Brod aus reinem Erdäpfelmehl.

Hr. Lefèvre ließ der Société Royale d'agriculture am Anfange dieses Jahres ein Brod vorlegen, welches er aus reinem Erdäpfelstärkmehl bereitet hatte. Dieses Brod war bereits 15 Tage alt, aber noch ziemlich frisch; es schien gut gegangen, war leicht, sehr weiß, und hatte einen Geschmak, der, wenn er auch nicht mit jenem des Weizen- und Roggen-Brodes verglichen werden konnte, doch nicht unangenehm war. – Hr. Lefèvre, der selbst Erdäpfelstärkmehl fabricirt, hat ein Mittel gefunden diesem Mehle mehr Bindekraft zu geben, so daß er einen festen und zähen Teig daraus zu verfertigen im Stande ist, den man sogar in die Form der Vermicelli zu bringen vermag.

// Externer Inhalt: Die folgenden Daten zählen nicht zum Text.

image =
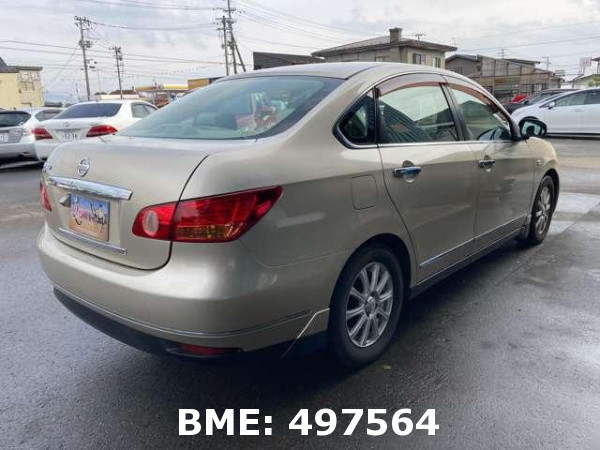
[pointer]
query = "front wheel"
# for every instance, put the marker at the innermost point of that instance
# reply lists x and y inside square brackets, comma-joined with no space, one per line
[541,214]
[365,307]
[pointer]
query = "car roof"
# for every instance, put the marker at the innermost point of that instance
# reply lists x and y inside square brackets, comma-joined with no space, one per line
[347,70]
[94,102]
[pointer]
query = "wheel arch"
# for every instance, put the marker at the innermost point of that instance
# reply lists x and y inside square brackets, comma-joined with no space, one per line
[398,247]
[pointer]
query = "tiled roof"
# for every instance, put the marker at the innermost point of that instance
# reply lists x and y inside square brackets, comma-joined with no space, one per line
[382,41]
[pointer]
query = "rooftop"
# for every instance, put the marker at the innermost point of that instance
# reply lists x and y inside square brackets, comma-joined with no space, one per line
[5,68]
[394,39]
[262,58]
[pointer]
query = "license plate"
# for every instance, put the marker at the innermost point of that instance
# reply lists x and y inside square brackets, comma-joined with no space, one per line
[89,216]
[69,135]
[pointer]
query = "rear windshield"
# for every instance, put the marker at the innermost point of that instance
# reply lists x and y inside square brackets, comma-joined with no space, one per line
[90,110]
[13,118]
[237,109]
[540,97]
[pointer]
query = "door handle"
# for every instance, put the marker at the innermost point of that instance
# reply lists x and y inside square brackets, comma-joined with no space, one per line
[487,163]
[404,171]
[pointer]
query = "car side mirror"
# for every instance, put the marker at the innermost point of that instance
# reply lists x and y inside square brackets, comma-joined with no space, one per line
[532,127]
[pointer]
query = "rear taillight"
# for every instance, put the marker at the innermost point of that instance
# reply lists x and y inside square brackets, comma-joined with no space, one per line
[44,200]
[222,218]
[155,222]
[41,133]
[101,130]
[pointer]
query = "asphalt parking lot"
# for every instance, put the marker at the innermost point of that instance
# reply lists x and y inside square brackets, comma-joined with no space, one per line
[507,351]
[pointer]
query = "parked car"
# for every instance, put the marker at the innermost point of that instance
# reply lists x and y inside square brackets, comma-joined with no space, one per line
[194,234]
[535,99]
[573,113]
[88,119]
[16,138]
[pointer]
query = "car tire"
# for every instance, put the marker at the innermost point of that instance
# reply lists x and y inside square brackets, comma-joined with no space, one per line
[379,314]
[542,212]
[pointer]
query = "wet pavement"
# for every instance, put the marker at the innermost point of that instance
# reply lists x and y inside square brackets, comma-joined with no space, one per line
[507,351]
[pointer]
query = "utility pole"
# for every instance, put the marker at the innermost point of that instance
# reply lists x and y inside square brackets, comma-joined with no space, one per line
[231,48]
[84,24]
[119,58]
[225,46]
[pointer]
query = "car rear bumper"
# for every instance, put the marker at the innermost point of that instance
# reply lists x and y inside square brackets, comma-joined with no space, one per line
[246,306]
[43,149]
[17,149]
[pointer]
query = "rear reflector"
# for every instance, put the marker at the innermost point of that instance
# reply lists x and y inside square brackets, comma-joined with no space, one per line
[198,350]
[44,200]
[101,130]
[41,133]
[222,218]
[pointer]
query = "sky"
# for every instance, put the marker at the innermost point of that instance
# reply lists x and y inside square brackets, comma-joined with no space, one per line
[171,41]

Diesen Teig, scheint es, wendet er auch zu seinem Brode an, nachdem er ihn mittelst Hefen in Gährung gesezt hat. – Einen Monat später legte auch Hr. Quest derselben Gesellschaft ein aus Erdäpfeln bereitetes Brod vor, über dessen Bereitungsart er im Wesentlichen Folgendes vortrug. Die Erdäpfel werden gereinigt, und dann auf der Reibe oder Mühle zerrieben. Der Brei, den man hierdurch erhält, wird getroknet, und bildet ein Mehl, welches Hr. Quest Parmentine nennt. Um nun diese Parmentine in Brod zu verwandeln, sezt man ihr Hefen zu, und zwar in dem gewöhnlich üblichen Verhältnisse, worauf man dann das Ganze mit so viel Wasser anrührt, daß es einen Teig von gehöriger Dike bildet, welcher bald zu gähren anfängt, wenn man ihn der gehörigen Temperatur aussezt. Das Baken geschieht auf die gewöhnliche Weise. Das Brod des Hrn. Quest hat eine bräunliche Farbe und keinen unangenehmen Geschmak; es würde in Paris, den Preis der Erdäpfel in der Halle und die Kosten der Fabrikation in Anschlag gebracht, auf 10 Centimen per Pfd. zu stehen kommen; auf dem Lande hingegen würde es, nach Hrn. Quest's Berechnungen, nicht über 3 1/6 Cent. per Pfd. kosten, indem die Landleute alle die einfachen Operationen selbst verrichten und den zerriebenen Brei auch unmittelbar, ohne ihn vorher zu troknen, anwenden könnten. Die Gesellschaft hat eine Commission mit der Prüfung dieser beiden Methoden beauftragt, deren Resultat wir später mittheilen werden. (Aus dem Recueil industriel. Julius 1832, S. 85.)